The new economy’s archetypal disrupter was a dead-tree media hero for saving the paper. But now his journalists want a bigger cut. “Bezos has done amazing things for this place,” says one staffer. “But the disaffection with Silicon Valley monopolies may be coming home to roost.”
jeff bezos
Bezos photographed at Amazon's headquarters in Seattle last year.By Kyle Johnson/The New York Times/Redux.

It’s coming up on five years since Jeff Bezos, who officially became the world’s richest man this week, rescued The Washington Post from a future that looked bleak. The paper was hemorrhaging money and jobs, and its longtime stewards, the Graham family, opted for a safe harbor over existential uncertainty, selling their pride and joy to the polarizing Amazon boss for $250 million in cash. There were risks, of course. What kind of owner would Bezos be? Would he try to use the Post to advance his own interests? Was he committed to investing in the place long-term even if it meant losing a bunch of money in the near-term? Would he transform the journalism business by gutting it?

Big tech's archetypal disrupter has had a huge hand in building the new economy even as he’s laid waste to large swaths of the old one. And Amazon’s fulfillment centers are notorious for their grueling working conditions and questionable compensation. But Bezos (with the help of Donald Trump, of course) is now the shining hero of dead-tree media, the face that all struggling print publications see in their dreams at night.
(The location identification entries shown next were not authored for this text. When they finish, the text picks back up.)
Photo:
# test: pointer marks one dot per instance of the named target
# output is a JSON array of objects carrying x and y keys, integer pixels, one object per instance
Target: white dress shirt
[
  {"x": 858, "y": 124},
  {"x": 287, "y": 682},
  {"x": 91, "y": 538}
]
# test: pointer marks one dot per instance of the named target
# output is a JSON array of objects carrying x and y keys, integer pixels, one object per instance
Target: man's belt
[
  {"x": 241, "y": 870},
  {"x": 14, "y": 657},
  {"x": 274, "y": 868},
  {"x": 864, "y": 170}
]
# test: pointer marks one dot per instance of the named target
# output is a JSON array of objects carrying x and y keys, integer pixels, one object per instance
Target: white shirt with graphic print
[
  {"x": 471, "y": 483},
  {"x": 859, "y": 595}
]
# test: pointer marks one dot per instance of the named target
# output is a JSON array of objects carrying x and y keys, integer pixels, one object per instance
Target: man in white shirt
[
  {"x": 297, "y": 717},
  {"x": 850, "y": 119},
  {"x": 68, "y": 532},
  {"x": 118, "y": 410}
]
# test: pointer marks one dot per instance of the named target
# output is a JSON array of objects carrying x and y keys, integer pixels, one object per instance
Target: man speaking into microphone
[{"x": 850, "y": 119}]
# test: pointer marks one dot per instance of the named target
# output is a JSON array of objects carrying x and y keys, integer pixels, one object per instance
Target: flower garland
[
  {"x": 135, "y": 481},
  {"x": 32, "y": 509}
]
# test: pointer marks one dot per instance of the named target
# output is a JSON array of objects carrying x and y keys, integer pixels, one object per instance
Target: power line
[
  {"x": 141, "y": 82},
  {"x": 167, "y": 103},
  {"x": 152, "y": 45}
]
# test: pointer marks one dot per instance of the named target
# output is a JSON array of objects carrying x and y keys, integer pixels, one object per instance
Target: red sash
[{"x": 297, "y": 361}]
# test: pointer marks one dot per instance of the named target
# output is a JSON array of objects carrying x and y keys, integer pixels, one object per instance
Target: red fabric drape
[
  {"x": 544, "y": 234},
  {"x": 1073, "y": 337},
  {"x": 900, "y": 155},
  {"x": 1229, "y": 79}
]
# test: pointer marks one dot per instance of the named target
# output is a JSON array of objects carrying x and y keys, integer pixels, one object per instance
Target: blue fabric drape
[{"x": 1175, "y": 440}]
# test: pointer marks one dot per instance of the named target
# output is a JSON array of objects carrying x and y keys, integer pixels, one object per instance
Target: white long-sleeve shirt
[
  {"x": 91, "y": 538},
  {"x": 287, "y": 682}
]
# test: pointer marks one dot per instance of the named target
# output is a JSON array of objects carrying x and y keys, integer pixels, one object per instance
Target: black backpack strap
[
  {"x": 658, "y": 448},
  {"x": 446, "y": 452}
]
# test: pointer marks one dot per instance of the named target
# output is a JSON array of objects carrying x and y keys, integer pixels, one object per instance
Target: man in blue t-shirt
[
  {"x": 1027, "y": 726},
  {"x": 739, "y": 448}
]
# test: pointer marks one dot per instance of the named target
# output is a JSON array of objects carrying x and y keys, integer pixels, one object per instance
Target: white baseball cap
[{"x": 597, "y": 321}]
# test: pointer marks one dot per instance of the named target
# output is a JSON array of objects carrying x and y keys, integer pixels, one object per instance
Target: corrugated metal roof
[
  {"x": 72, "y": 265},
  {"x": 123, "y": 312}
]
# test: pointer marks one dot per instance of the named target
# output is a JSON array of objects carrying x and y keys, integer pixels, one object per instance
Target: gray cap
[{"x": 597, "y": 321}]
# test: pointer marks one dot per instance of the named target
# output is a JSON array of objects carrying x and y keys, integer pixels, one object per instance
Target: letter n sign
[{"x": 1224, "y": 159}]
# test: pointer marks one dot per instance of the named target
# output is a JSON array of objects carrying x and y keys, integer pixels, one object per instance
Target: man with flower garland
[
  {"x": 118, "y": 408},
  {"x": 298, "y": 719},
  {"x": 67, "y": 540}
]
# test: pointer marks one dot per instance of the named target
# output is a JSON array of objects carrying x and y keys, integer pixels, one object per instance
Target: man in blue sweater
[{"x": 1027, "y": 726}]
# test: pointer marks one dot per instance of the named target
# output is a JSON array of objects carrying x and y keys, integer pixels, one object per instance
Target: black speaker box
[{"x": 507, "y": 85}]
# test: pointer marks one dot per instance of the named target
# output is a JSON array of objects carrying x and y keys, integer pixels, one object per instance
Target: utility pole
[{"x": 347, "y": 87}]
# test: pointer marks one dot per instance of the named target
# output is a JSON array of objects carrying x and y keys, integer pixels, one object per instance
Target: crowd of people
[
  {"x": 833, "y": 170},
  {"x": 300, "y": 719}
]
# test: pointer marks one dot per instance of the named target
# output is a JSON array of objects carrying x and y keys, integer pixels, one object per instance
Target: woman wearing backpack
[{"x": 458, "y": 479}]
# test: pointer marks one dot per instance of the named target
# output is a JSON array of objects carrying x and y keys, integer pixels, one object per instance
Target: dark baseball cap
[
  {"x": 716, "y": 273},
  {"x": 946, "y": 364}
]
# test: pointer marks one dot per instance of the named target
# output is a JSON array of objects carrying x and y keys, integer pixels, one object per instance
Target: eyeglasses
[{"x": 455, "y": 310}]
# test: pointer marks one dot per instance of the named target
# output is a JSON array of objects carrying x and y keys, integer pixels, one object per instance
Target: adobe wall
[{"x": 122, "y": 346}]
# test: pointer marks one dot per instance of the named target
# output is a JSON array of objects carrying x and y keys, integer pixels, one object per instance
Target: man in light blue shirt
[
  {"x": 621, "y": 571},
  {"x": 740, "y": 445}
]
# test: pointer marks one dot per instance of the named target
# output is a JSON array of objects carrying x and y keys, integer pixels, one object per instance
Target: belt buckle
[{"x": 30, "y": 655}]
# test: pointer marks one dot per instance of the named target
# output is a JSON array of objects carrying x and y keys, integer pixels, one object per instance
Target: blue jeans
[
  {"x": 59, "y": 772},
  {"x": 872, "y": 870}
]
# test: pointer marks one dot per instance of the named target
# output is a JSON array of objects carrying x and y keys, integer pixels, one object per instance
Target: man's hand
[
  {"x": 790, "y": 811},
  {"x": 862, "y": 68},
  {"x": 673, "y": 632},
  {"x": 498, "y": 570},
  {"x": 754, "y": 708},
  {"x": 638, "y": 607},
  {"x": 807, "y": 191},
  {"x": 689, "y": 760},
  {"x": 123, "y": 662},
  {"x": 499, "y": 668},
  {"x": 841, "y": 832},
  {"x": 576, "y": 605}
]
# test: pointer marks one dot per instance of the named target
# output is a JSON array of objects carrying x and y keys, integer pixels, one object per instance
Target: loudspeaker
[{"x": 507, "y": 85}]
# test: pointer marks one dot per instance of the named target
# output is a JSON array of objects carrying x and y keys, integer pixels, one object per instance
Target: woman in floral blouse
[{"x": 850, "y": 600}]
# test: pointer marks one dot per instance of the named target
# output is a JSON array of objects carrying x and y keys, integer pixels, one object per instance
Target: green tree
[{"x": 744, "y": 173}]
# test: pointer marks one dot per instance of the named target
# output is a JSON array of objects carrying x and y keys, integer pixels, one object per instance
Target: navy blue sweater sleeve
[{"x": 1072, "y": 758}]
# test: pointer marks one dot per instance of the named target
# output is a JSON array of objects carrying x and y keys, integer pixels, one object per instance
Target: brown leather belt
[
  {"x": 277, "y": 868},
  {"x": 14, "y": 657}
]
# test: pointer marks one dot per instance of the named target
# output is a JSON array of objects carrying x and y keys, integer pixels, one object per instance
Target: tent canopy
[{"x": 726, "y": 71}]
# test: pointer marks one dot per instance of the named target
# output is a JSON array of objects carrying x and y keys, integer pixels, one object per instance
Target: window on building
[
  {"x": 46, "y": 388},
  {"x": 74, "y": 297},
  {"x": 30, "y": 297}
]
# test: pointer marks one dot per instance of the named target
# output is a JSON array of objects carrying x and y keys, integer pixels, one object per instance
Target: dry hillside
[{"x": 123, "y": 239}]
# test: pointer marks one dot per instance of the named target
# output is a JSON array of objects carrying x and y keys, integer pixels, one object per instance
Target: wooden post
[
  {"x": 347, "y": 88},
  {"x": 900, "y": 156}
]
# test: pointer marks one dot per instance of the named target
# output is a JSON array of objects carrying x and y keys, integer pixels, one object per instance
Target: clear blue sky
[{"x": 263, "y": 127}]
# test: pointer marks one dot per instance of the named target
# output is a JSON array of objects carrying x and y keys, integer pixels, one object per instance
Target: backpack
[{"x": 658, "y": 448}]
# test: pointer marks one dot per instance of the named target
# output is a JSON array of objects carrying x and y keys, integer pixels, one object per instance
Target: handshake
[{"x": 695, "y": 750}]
When I talk to people who work at the former Time Inc. titles that Meredith Corporation is currently selling, they tend to say things like, “We’re just looking for our Bezos,” or, as one source put it to me recently, “Everyone looks at The Washington Post under Bezos and is praying for the same.”

In recent days, though, a crack appears to be developing in this cheery facade. “This is the first tangible conflict,” a Post journalist told me, referring to a negotiating impasse that has, quite publicly, pitted a union that represents non-management Post employees against the impossibly wealthy benefactor to whom they owe their publication’s revival. “When Bezos first came, he brought really good vibes,” this person, who is a union member, said. Now, five years in, “People are wanting more of the accoutrements that come with that.” Another staffer said: “Bezos has done amazing things for this place, but the disaffection with Silicon Valley monopolies may be coming home to roost.”

On June 14, the Washington-Baltimore News Guild’s bargaining unit at the Post published a letter to Bezos signed by more than 400 of its members, who have now been working without a contract for 12 months, sparring with Post brass over matters like pay bumps and retirement plans. “We, the undersigned, have been extremely grateful that you stepped in to purchase the Post at a time when the traditional media model was collapsing,” reads the letter, which was accompanied by a two-minute video and a #DearJeffBezos Twitter campaign. “In the past year alone, the Post has doubled the number of digital subscriptions and increased its online traffic by more than half; its advertising team has met or exceeded all its targets. All we are asking for is fairness for each and every employee who contributed to this company’s success: fair wages; fair benefits for retirement, family leave and health care; and a fair amount of job security.”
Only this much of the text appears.